Individual 2018 wards
| Name | Area (km^{2}) | Population | Density (per km^{2}) | Dwellings | Median age | Median income |
|---|---|---|---|---|---|---|
| Kaitake-Ngāmotu General Ward | 350.92 | 63,966 | 182 | 24,852 | 40.9 years | $39,500 |
| North General Ward | 1,149.80 | 12,198 | 11 | 4,680 | 40.1 years | $35,200 |
| Kōhanga Moa General Ward | 704.88 | 10,836 | 15 | 4,005 | 40.4 years | $42,700 |
| New Zealand |  |  |  |  | 38.1 years | $41,500 |

==Local government==
Every three years, the Mayor, 14 councillors and 20 community board members are elected by the New Plymouth District’s enrolled voters. The full council, subcommittees and standing committees meet on a six-weekly cycle. The current serving Mayor of New Plymouth is Max Brough.

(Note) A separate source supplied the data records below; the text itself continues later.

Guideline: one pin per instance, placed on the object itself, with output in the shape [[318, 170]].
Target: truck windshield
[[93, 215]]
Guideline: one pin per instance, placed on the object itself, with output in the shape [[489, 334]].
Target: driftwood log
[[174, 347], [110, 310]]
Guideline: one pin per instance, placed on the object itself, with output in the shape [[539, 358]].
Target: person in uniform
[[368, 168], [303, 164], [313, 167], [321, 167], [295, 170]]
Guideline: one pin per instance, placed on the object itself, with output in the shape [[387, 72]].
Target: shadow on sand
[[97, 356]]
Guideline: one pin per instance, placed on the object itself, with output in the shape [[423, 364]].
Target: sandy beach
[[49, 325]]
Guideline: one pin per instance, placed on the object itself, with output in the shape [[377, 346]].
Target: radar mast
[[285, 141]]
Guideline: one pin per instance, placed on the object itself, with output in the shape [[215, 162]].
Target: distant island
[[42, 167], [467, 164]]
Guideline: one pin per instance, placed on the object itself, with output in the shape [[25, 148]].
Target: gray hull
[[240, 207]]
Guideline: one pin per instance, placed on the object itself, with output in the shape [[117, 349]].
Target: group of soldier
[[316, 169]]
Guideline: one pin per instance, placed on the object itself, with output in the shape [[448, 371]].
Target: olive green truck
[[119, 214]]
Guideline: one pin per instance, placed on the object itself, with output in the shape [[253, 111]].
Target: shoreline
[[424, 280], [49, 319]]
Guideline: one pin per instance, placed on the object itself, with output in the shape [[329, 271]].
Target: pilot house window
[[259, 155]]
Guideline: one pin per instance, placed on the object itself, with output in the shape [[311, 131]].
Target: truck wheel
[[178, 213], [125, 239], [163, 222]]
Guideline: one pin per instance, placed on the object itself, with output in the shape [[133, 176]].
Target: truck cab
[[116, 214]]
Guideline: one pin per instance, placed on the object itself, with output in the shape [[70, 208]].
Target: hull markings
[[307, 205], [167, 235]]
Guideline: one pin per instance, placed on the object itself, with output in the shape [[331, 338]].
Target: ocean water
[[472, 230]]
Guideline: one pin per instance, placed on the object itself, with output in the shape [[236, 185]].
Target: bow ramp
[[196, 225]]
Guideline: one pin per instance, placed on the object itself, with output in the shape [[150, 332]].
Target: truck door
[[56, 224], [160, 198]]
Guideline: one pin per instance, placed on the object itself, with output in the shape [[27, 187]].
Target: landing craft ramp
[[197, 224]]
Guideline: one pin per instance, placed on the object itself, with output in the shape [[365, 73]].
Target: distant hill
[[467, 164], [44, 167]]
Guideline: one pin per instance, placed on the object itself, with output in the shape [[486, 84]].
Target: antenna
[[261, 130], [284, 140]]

The Strategy and Operations Committee, Te Huinga Taumata and Finance and Risk committee meetings are part of this meeting. cycle. There are five community boards – Clifton, Waitara, Inglewood and Kaitake and Puketapu-Bell – as well as the subcommittees and working parties.

The Chief Executive and approximately 530 full-time equivalent staff provide advice and information to the elected members and the public, implement council decisions and manage the district’s day-to-day operations. The current chief executive, Gareth Green, was appointed in December 2022.

The district's day-to-day operations include maintaining more than 110 parks and reserves, waste water management and issuing consents and permits, through to providing libraries and other recreational services and ensuring the district’s eateries meet health standards.

New Plymouth District Council's annual operating revenue for 2022/2023 was $210.946 million.